La lettera riassume le ragioni per cui quella signora non dovrebbe poter ulteriormente svolgere l’incarico che le era assegnato. Si tratta in realtà di un riassunto molto sommario. Qui ricorderemo, a nostra volta sunteggiando, quando Albanese disse che gli Stati Uniti e gli europei lasciano correre impunemente il genocidio dei palestinesi, i primi perché sono soggiogati da una lobby giudaica e gli altri perché sono gravati dal senso di colpa per la Shoah. Ricorderemo quando disse che la legittimità della “resistenza” non è revocata dalla commissione di “eventuali” atrocità, per esempio come quelle del 7 ottobre.
Ricorderemo quando disse che Israele non ha diritto di difendersi dagli attacchi provenienti da Gaza, perché si tratta di un territorio “occupato”. Ricorderemo quando disse che “gli ebrei” stanno facendo ai palestinesi ciò che i nazisti fecero agli ebrei. Ricorderemo quando era invitata a tenere conferenze sulla “moralità dell’Intifada”, coi suoi uffici che accettavano l’invito anziché respingerlo e negoziavano l’entità del corrispettivo da girare allo staff. Ricorderemo la sua partecipazione a manifestazioni bardate di bandiere palestinesi e di cartelli inneggianti al boicottaggio di Israele. E via di questo passo.
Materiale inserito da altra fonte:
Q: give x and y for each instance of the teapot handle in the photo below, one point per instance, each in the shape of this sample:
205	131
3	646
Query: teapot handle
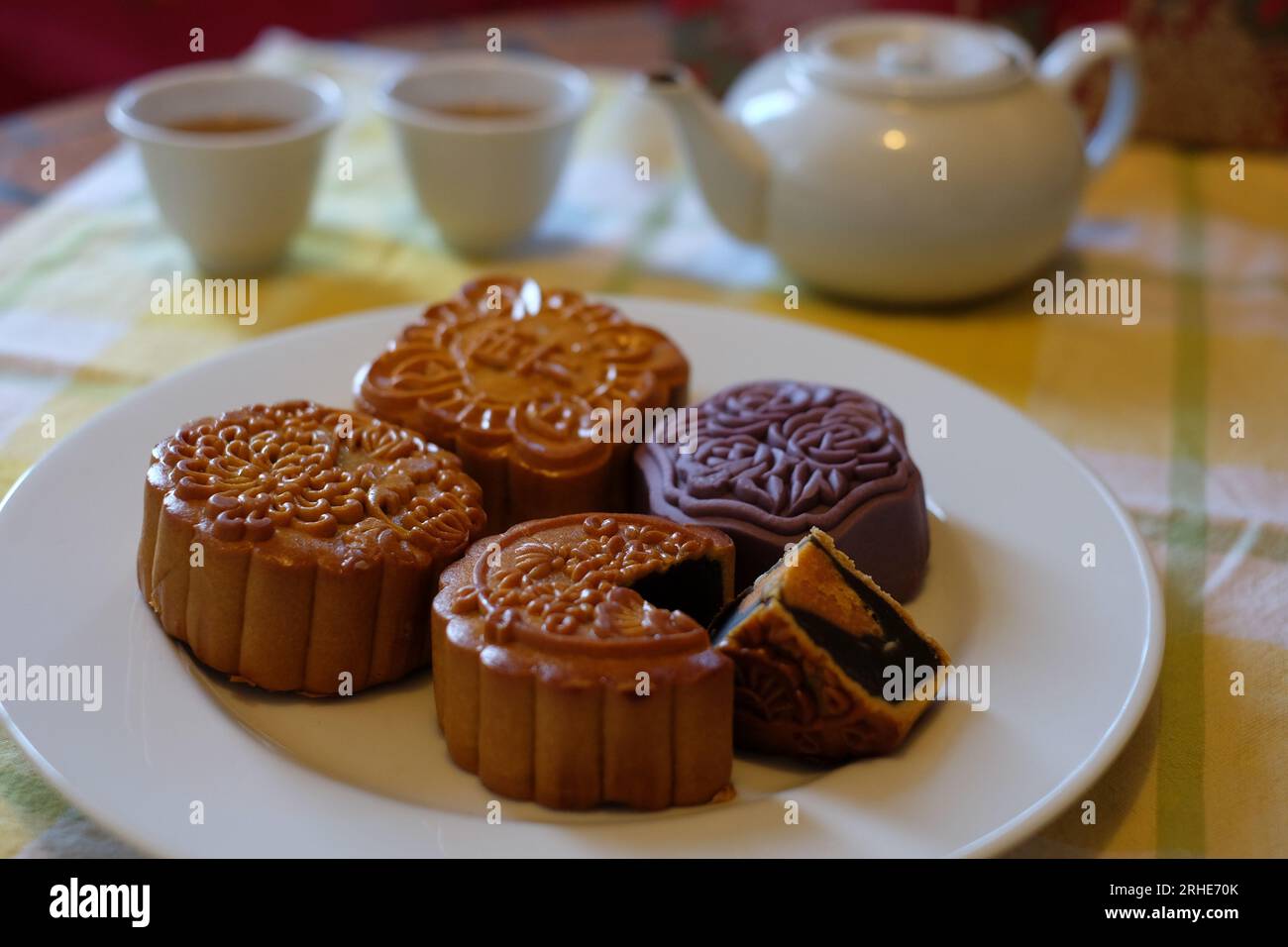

Il problema (lo scandalo) della militanza di Francesca Albanese non riguarda le idee – legittime per quanto atroci – che questa signora ha tutto il diritto di coltivare. Riguarda, invece, il fatto che una consulente dell’Onu, quale ella è e ambisce a essere ancora, si abbandoni a un’inesausta propalazione di simili convincimenti e che lo faccia, appunto, abusando del suo ruolo istituzionale di “Special Rapporteur”. Un ruolo che dovrebbe essere svolto, per statuto, con imparzialità, discrezione, obiettività, moderazione, dimostrazione di indipendenza, equilibrio di giudizio e assenza di pregiudizio politico-ideologico. Tutte cose che questa signora si è allegramente messa sotto i tacchi, meritando dunque di essere trattata per l’attivista che è anziché per l’“esperta” indipendente che pretende di essere.